Your Air Conditioner Your Energy Costs and the Texas Heat

Air conditioners are a part of our everyday lives in Texas, especially come summertime. Once the summer starts heating up, you may be tempted to crank the thermostat as low as it goes to cool down quick. Or, if you’re in the market to get a new AC unit installed, perhaps you want the industrial sized unit so your house can be a walk-in fridge. If these are your plans for this summer, you may want to reconsider your options.

Your Air Conditioner Your Energy Costs and the Texas Heat

For starters, bigger is not always better. Oversized air conditioning systems are incredibly inefficient, and they may not make your home as comfortable as it could potentially be. An oversized unit will cool your home just as fast as a smaller, appropriately sized unit, but the oversized unit will accomplish this before proper dehumidification happens. This will make your home feel “clammy.” In addition, the oversized unit will draw a lot more electricity than is needed. When selecting a new air conditioning system, have professionals measure the size of your home and individual rooms so they can recommend a model that is well suited for the job.

Don’t use the circulation fans of your air conditioner to circulate air without running the compressor as well. Keeping your AC on auto mode will shut off fans at the same time as the compressor. Use ceiling and standalone fans in individual rooms to increase circulation. If you would prefer to use fans over an air conditioning system, consider installing a whole-house fan. These fans work by drawing in cool air during the night and circulating it throughout the house during the day. During the day, the house remains sealed to circulate the cooled air while the warm air is exhausted through the attic.
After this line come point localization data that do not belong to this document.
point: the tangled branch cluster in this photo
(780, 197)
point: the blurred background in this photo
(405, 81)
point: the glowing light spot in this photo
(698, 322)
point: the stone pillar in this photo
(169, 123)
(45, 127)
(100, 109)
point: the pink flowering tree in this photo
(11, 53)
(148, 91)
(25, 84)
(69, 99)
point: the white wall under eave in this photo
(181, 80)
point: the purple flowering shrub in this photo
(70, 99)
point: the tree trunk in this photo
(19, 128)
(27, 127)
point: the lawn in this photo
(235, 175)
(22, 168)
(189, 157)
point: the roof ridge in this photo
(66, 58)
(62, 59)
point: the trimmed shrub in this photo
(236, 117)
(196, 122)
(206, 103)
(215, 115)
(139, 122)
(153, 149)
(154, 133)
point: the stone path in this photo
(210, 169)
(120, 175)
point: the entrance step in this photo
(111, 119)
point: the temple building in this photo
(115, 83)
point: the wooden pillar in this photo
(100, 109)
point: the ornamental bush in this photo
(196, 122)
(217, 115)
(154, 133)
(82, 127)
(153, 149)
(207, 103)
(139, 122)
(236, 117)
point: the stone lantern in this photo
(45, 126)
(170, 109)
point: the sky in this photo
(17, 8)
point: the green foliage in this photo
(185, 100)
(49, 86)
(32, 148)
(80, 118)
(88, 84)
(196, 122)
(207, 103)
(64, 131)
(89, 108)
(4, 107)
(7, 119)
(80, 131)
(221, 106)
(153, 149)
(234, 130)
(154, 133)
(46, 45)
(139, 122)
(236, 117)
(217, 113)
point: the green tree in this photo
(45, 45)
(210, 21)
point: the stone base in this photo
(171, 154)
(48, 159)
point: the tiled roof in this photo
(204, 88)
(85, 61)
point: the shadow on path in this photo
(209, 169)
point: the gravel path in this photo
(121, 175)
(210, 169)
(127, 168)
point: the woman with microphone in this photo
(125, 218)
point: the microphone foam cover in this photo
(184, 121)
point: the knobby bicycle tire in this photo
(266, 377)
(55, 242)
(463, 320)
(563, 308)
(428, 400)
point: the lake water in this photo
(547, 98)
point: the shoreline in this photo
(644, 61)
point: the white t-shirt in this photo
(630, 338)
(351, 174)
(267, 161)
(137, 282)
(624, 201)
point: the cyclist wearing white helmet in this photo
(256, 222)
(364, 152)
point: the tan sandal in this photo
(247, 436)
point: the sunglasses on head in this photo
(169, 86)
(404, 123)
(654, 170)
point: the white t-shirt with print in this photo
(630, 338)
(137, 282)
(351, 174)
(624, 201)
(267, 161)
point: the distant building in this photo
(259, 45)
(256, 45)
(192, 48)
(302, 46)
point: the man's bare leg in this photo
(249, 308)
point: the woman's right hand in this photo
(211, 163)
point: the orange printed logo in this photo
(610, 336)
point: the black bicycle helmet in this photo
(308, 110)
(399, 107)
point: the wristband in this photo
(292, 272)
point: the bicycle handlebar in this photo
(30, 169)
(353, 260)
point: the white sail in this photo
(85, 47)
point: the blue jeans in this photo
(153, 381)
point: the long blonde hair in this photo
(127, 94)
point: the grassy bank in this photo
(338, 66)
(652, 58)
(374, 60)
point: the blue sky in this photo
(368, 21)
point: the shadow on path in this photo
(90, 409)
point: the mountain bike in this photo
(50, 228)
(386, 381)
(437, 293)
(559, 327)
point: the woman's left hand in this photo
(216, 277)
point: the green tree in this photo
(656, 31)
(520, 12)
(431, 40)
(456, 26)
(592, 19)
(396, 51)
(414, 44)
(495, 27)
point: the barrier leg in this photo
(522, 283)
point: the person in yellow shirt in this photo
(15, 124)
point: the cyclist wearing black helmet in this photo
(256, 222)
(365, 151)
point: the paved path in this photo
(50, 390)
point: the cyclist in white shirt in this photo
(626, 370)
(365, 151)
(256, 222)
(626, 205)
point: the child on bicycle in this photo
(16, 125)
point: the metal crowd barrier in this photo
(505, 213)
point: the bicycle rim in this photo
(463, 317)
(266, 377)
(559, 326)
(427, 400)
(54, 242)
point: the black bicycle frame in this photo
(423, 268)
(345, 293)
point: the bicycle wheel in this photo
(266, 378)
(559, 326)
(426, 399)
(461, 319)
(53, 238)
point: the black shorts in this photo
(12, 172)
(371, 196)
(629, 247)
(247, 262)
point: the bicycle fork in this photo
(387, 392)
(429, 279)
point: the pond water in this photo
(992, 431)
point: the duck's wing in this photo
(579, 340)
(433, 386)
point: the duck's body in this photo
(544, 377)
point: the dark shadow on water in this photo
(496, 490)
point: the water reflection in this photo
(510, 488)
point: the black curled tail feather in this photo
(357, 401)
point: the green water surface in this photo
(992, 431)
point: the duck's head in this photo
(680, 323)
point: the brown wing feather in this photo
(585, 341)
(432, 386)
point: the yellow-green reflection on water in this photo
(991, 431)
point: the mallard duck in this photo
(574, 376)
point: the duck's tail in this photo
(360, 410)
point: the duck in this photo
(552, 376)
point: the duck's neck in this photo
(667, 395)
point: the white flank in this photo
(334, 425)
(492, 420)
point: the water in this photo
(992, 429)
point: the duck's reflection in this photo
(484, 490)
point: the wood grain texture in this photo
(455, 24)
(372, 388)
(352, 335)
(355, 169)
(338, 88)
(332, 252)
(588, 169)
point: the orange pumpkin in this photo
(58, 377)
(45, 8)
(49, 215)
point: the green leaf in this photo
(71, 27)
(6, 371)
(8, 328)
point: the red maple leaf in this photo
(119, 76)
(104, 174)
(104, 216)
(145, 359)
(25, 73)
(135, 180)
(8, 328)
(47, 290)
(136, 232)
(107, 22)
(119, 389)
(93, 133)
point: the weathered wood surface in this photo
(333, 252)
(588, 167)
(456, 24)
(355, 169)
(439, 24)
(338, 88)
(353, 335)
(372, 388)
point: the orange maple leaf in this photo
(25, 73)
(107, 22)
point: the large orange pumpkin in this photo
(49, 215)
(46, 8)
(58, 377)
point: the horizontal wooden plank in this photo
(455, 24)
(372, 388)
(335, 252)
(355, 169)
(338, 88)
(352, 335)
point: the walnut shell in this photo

Setting your thermostat as low as it can go will not cool your house any faster than setting it to your preferred temperature. If left unattended, the lower temperature setting will result in over-cooling, which can lead to increased energy use, more frequent maintenance of your AC, and even freezing of your air conditioner’s condenser unit. Instead, set your thermostat as high as you are comfortable with. Every degree above your normal set temp results in 1-3% of energy savings. Remember, the closer your inside temperature is to the outside temperature, the less your AC needs to work to keep you comfortable. If you are using a window AC unit, use standalone fans to help circulate the cold air around your home. Close the doors to any rooms you do not need cooled. Finally, avoid placing appliances and electronics near thermostats, as the heat they give off can fool the thermostat into thinking the house is not cool, and will continue to run the air conditioner.